• 文献标题:   Reduced Cytotoxicity of Graphene Nanosheets Mediated by Blood-Protein Coating
  • 文献类型:   Article
  • 作  者:   CHONG Y, GE CC, YANG ZX, GARATE JA, GU ZL, WEBER JK, LIU JJ, ZHOU RH
  • 作者关键词:   graphene, blood protein, interaction, cytotoxicity, safe design
  • 出版物名称:   ACS NANO
  • ISSN:   1936-0851 EI 1936-086X
  • 通讯作者地址:   Soochow Univ
  • 被引频次:   116
  • DOI:   10.1021/nn5066606
  • 出版年:   2015

▎ 摘  要

The advent and pending wide use of nanoscale materials urges a biosafety assessment and safe design of nanomaterials that demonstrate applicability to human medicine. In biological microenvironment, biomolecules will bind onto nanoparticles forming corona and endow nanoparticles new biological identity. Since blood-circulatory system will most likely be the first interaction organ exposed to these nanomaterials, a deep understanding of the basic interaction mechanisms between serum proteins and foreign nanoparticles may help to better clarify the potential risks of nanomaterials and provide guidance on safe design of nanomaterials. In this study, the adsorption of four high-abundance blood proteins onto the carbon-based nanomaterial graphene oxide (GO) and reduced GO (rGO) were investigated via experimental (AFM, florescence spectroscopy, SPR) and simulation-based (molecular dynamics) approaches.

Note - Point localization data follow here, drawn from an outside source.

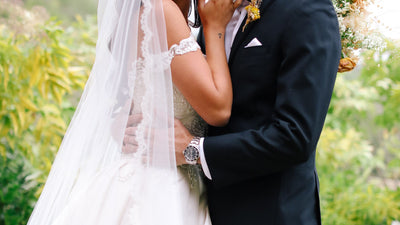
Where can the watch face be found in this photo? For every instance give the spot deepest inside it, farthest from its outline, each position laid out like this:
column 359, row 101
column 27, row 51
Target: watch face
column 191, row 153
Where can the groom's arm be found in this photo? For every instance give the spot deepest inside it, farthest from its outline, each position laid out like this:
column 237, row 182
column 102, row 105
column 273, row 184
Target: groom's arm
column 305, row 82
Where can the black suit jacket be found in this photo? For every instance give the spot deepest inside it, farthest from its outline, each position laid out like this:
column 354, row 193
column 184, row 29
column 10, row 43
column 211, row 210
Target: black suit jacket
column 263, row 162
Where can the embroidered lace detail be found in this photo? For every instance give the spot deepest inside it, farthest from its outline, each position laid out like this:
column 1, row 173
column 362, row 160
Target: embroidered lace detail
column 185, row 46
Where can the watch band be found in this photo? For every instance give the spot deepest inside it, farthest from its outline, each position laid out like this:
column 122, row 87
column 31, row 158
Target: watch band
column 191, row 153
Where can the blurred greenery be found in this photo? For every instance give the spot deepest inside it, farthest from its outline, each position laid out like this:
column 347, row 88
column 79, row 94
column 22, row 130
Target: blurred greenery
column 359, row 150
column 65, row 9
column 44, row 64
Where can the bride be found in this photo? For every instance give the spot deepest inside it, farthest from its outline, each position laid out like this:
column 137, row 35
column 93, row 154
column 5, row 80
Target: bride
column 147, row 66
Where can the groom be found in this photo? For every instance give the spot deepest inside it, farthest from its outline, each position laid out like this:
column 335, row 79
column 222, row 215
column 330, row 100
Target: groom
column 261, row 165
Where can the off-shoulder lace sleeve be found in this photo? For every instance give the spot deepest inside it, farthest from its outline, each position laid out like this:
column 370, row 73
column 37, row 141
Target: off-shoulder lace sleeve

Among the proteins in question, we observe competitive binding to the GO surface that features a melange of distinct packing modes. Our MD simulations reveal that the protein adsorption is mainly enthalpically driven through strong pi-pi stacking interactions between GO and aromatic protein residues, in addition to hydrophobic interactions. Overall, these results were in line with previous findings related to adsorption of serum proteins onto single-walled carbon nanotubes (SWENTs), but GO exhibits a dramatic enhancement of adsorption capacity compared to this one-dimensional carbon form. Encouragingly, protein-coated GO resulted in a markedly less cytotoxicity than pristine and protein-coated SWENTs, suggesting a useful role for this planar nanomaterial in biomedical applications.